Ten eerste is onduidelijk welke doelgroep wordt bedoeld – álle kinderen? Ook heeft hij het over ‘regelmatig persoonlijk contact’ (hij stelt eerder: De JGZ speelt bij vroeg-signalering een belangrijke rol vanwege het hoge bereik van kinderen en ouders in de eerste levensjaren). Dat geldt mogelijk voor een CB (als dat tegenwoordig al door ouders wordt bezocht) maar absoluut niet voor jeugdigen vanaf 4 jaar. Bovendien – en veel belangrijker – zouden de jeugdartsen zich natuurlijk moeten richten op populaties en niet individuele kinderen.
(6) De Wilde noemt als voorbeeld de Richtlijn Hartafwijkingen uit 2017 (jawel, toen al!).
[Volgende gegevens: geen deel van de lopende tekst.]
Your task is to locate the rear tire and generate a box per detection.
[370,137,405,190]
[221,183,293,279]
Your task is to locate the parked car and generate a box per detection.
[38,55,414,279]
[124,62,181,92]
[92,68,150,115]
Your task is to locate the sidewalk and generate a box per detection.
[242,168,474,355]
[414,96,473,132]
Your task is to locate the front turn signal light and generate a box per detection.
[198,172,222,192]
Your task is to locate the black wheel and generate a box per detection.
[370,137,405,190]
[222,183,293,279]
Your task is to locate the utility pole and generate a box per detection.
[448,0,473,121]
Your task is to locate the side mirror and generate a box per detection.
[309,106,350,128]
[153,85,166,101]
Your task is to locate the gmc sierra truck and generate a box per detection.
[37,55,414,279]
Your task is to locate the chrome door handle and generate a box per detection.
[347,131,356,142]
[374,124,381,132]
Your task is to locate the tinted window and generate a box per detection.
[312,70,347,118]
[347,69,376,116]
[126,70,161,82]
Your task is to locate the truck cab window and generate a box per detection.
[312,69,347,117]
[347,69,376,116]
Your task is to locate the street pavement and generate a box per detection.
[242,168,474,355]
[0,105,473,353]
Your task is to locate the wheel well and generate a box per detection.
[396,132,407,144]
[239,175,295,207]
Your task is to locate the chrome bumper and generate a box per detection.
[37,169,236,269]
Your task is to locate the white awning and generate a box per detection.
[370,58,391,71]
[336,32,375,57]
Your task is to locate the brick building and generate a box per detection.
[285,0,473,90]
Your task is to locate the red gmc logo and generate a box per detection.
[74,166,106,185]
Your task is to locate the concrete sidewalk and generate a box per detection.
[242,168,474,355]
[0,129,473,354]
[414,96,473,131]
Kennelijk was het proefschrift van Rikard Juttmann (1999) niet goed genoeg (hoewel ook daarin onderzoek werd gepropageerd dat nooit door de JGZ/CB’s had kunnen worden uitgevoerd). Ik kan iedereen aanraden de bijbehorende onderbouwing te lezen en dan vooral de ‘Kennislacunes’. Elk normaal denkend mens zou daaruit opmaken dat er nog maar even met een Richtlijn moet worden gewacht totdat deze informatie /kennis beschikbaar is (zie https://www.ncj.nl/richtlijnen/alle-richtlijnen/richtlijn/?richtlijn=39&rlpag=1818). Effectiviteit van ook deze richtlijn is hier weer een complete slag in de lucht. Laat staan de implementatie: ooit gedacht aan de tijd die een lege artis uitgevoerde auscultatie kost, zeker bij een huilende baby? Misschien nog eens naslaan in het boek Handboek evidence-based richtlijnontwikkeling?
Ik zou nog vele andere voorbeelden kunnen noemen (zoals bijvoorbeeld de net “geaccrediteerde” interventie Samen-Starten) – zie andere berichten op deze website.
Laat ik volstaan met de vaststelling dat je het niet van dit type ‘wetenschappers’ moet hebben om – als al überhaupt mogelijk – de JGZ op te stoten in de vaart der volkeren. De vraag rijst dan ook of het niet tijd wordt deze zorg over te dragen aan Masters of Public Health – die weten veel beter wat Sociale Geneeskunde inhoudt, hebben de passende opleiding met bijbehorende achtergrondkennis en worden niet geteisterd door pogingen tot ‘doktertje spelen’.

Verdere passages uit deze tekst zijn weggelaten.